I am expected to make my life choices
Always keeping in mind that
Marriage is the most important.
Now marriage can be a source of
Joy and love and mutual support
But why do we teach to aspire to marriage
And we don’t teach boys the same?
We raise girls to each other as competitors
Not for jobs or for accomplishments
Which I think can be a good thing
But for the attention of men.
We teach girls that they cannot be sexual beings
In the way that boys are.
Feminist: the person who believes in the social
Political, and economic equality of the sexes.Goosebumps fan across my quads, and rise up the back of my neck until every follicle of my carefully styled coif stands at attention. The beat drops. Sally Bergesen, Oiselle’s CEO and lead designer, moves out of my way and nods, and I step with callused bare feet into the floodlights.

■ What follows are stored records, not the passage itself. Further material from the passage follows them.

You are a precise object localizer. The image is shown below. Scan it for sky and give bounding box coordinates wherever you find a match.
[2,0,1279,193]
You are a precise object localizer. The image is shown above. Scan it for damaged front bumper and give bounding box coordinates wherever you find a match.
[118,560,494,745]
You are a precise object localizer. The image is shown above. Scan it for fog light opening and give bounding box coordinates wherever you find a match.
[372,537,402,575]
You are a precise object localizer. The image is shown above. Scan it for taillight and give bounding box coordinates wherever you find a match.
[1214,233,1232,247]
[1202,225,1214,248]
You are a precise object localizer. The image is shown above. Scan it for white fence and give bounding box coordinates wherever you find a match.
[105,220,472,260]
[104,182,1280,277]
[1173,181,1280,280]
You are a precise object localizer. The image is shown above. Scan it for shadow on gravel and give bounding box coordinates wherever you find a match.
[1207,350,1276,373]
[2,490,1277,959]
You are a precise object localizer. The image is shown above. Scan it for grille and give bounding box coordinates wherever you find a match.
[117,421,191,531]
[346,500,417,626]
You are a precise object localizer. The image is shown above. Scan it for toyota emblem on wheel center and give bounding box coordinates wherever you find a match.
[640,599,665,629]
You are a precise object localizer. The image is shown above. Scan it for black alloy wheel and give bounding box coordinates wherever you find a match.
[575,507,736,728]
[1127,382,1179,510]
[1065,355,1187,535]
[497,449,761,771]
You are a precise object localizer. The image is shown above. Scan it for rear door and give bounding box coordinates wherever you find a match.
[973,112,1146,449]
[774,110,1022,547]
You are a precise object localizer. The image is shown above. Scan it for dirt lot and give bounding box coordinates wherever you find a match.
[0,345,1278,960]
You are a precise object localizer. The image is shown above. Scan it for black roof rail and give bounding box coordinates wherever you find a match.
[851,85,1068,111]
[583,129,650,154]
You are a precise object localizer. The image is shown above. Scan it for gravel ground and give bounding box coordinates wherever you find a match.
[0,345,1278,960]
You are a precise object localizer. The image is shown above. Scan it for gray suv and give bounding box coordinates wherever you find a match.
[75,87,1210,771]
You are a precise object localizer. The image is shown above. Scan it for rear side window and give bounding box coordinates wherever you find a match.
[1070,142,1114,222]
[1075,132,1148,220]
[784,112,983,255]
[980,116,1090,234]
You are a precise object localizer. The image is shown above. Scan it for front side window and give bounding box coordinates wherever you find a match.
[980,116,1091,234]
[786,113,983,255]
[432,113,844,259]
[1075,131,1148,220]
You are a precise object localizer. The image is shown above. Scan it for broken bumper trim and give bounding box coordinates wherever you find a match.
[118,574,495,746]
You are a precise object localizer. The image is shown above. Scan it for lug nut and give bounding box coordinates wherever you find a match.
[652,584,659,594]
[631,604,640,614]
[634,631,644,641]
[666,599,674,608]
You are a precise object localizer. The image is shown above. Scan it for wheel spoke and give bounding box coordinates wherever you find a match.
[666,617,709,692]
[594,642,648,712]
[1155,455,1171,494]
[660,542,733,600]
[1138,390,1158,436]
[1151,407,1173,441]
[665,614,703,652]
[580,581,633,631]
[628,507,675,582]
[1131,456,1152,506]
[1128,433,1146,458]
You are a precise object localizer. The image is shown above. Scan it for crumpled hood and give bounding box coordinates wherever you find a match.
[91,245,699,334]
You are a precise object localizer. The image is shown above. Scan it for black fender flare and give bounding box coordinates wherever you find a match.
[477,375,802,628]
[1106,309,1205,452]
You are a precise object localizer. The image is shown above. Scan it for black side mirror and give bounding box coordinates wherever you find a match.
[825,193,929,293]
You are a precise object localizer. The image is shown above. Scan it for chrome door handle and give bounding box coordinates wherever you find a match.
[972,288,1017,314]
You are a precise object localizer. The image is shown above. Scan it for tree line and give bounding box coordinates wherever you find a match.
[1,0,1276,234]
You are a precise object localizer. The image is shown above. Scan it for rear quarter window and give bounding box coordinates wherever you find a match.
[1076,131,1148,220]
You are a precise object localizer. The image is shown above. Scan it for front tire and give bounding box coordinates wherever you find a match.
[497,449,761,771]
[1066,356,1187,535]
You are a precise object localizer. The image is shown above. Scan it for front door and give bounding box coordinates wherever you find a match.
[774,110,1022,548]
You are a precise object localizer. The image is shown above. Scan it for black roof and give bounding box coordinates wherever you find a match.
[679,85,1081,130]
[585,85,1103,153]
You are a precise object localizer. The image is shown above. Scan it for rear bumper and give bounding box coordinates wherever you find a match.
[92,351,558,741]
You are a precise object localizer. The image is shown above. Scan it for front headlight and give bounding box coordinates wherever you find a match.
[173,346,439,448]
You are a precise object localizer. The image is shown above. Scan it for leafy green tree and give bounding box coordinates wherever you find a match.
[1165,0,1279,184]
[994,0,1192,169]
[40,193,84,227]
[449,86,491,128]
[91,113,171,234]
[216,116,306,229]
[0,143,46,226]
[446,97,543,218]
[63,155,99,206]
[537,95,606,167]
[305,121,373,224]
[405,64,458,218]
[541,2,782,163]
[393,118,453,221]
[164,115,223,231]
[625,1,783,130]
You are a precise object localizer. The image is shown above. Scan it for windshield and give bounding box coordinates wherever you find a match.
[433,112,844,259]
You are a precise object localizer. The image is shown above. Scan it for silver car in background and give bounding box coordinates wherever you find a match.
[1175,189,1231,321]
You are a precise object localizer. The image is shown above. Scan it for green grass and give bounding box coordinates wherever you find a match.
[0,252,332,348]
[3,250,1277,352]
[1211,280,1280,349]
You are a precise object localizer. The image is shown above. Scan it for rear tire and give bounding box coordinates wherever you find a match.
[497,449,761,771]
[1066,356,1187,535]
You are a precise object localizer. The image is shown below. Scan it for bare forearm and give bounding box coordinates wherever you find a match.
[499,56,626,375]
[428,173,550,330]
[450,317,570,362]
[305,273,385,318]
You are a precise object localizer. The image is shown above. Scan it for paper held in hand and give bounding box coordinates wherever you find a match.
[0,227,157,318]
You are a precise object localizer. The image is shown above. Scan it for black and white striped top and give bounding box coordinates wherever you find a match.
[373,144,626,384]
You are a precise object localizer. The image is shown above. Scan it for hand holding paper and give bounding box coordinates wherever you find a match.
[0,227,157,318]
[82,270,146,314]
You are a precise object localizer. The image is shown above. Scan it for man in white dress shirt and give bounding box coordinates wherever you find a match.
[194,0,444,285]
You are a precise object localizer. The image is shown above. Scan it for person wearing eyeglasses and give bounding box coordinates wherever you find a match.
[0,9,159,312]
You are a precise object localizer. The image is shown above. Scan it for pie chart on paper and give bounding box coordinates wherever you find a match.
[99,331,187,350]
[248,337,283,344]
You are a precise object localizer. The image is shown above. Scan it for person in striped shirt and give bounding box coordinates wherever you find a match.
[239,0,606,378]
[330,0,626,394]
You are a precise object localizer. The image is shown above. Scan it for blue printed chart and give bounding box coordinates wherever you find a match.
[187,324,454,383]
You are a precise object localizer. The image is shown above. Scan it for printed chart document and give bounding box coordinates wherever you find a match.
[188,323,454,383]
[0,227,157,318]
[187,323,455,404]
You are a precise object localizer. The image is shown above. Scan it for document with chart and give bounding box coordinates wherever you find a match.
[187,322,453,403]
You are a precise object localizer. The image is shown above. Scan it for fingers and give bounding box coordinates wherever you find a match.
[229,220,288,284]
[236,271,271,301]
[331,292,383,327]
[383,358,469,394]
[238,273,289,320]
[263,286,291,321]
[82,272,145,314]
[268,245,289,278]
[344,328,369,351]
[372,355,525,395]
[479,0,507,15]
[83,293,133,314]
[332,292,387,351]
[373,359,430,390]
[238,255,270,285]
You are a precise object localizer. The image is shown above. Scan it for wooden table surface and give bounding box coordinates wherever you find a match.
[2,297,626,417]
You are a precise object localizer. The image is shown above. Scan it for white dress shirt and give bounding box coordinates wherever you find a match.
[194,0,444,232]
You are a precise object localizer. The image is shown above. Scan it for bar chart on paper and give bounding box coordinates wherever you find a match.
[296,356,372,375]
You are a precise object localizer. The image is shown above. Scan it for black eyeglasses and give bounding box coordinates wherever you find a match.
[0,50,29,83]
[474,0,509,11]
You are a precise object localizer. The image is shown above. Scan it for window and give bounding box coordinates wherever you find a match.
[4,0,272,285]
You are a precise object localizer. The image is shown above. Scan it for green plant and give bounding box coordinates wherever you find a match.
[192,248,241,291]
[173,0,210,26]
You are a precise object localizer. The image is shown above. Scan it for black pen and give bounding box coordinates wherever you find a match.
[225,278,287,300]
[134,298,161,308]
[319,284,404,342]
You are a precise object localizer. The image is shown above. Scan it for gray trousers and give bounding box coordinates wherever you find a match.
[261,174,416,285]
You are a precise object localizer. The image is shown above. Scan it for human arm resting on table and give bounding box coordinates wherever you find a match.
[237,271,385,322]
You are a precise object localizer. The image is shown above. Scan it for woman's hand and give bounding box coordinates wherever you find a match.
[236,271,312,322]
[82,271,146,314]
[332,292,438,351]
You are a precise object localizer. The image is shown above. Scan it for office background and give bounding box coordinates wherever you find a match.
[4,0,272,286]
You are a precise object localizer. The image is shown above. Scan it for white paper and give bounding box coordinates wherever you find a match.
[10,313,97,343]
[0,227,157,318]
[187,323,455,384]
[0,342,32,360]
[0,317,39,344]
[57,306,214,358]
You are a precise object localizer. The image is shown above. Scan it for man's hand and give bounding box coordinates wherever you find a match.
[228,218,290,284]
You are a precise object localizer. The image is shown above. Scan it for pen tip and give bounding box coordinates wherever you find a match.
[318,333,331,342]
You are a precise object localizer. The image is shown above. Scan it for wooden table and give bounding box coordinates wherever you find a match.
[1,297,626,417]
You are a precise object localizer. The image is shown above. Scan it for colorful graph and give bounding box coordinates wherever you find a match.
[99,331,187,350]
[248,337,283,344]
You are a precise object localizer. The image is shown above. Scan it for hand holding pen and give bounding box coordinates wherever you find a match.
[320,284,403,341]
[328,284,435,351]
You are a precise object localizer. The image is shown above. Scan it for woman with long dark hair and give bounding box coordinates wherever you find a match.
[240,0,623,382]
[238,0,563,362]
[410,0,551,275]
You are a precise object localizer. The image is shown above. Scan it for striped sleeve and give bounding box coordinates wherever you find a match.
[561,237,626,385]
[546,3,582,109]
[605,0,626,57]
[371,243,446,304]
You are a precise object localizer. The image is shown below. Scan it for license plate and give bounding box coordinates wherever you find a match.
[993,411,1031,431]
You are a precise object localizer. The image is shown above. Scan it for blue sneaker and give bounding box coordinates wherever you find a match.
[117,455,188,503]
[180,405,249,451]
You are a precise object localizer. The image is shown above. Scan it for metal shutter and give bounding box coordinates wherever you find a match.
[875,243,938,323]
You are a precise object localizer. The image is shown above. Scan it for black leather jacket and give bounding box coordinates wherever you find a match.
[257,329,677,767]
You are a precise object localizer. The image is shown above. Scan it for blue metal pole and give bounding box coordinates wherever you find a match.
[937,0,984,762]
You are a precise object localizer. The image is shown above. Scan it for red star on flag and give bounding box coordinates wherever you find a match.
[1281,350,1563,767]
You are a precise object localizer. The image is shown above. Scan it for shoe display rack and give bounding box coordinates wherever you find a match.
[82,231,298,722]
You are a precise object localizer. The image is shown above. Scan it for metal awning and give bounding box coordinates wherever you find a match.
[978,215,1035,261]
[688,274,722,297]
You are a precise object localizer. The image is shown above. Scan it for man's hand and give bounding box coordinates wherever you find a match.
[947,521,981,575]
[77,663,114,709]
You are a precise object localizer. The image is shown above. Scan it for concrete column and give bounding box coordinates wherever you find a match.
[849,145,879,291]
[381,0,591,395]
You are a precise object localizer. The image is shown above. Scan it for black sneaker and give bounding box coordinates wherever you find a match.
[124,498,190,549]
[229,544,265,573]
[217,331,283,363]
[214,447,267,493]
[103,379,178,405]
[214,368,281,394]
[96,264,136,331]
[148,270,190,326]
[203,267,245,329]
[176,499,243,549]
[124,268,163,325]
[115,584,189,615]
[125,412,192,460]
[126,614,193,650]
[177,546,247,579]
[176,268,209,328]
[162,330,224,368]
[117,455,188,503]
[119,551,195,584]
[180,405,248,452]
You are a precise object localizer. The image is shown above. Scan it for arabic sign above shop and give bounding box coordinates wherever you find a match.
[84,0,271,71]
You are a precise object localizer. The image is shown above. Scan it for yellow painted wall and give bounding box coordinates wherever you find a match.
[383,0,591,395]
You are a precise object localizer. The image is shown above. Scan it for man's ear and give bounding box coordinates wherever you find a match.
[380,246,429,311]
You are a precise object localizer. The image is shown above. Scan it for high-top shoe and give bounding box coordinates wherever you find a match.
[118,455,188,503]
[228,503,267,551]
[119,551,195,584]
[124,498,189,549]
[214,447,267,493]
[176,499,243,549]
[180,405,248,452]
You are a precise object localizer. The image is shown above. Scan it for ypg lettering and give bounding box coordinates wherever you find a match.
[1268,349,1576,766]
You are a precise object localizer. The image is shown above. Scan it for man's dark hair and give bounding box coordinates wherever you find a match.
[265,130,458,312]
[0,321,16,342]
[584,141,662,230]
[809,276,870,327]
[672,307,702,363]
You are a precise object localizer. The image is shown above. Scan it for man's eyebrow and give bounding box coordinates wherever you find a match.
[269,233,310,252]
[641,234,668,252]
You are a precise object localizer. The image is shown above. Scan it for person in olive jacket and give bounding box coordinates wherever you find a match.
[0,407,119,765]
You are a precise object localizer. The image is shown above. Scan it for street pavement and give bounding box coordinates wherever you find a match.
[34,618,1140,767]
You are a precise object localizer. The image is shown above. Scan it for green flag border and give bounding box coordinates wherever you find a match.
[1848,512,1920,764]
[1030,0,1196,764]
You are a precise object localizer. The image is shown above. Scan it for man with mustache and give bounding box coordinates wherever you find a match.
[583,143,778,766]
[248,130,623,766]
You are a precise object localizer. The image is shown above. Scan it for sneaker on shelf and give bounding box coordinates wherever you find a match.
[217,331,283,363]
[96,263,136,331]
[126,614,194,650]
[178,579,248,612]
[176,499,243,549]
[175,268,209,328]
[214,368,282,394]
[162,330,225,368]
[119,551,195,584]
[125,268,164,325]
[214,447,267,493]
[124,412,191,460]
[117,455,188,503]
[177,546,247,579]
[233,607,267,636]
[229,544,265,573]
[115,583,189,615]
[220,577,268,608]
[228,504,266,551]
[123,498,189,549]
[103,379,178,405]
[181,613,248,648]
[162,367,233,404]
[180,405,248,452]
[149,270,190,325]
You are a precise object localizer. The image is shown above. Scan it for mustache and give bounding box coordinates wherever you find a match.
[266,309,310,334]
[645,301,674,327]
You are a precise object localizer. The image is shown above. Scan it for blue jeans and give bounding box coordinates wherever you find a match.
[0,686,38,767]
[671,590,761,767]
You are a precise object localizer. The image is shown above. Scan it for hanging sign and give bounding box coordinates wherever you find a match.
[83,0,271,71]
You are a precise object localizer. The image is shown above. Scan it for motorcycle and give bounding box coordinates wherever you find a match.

Unlike last year I don’t feel like an imposter. I feel confident and proud, with nine more athletes behind me ready to take their turn.
Forty-two years ago, Title IX legally ensured women the right to equal play. More women than men run now. Yet, 42 years later, a sports brand putting muscled runners and a hammer thrower on the runway at NY Fashion Week is newsworthy in the New York Times. Why are these two worlds still separate? And how is it stunting our definition of femininity?
Late at night, after the fashion show excitement and post-party was over, I lay in bed scrolling through media articles about our show, and something stopped me cold. Runner’s World posted our runway photos on Facebook and among ALL the positive comments was one man commenting directly on me. He said, “She looks like a man.”I clicked on the comment box at the bottom and watched the cursor blink. There was so much I wanted to say. But first, did I look like a man? When did that happen? I looked at my picture through his eyes. Kara Goucher destroyed me on a 10 miler a few hours before the show, so I was a bit dehydrated. Somewhat androgynous maybe with a lean frame, muscle definition, and a sharpish jaw. But the fact is, I am a woman, and a super competitive professional athlete of 12 years, and this is what I look like. Five minutes ago I felt beautiful. I typed and erased several times before deciding to turn off my phone.
His remark stuck with me for several days, like a bruise, and eventually I realized it wasn’t about me. I began to think bigger, and think about change. At what point does physical strength become a trait reserved for men? When exactly do you cross the line? Is it the same point where courage becomes having balls? The same point where getting it done becomes manning up? Why is there no female corollary for these terms? And why do I, as a feminist, continue to use the dude ones?
Our definition of femininity still has some expanding to do to catch up with the fact that women are athletes now, in lots of shapes and sizes. Women do sports. In droves. Fashion plays a huge role in defining femininity, so to the runway we must go.
It’s time to Woman Up.The fashion barrier is begging to be broken.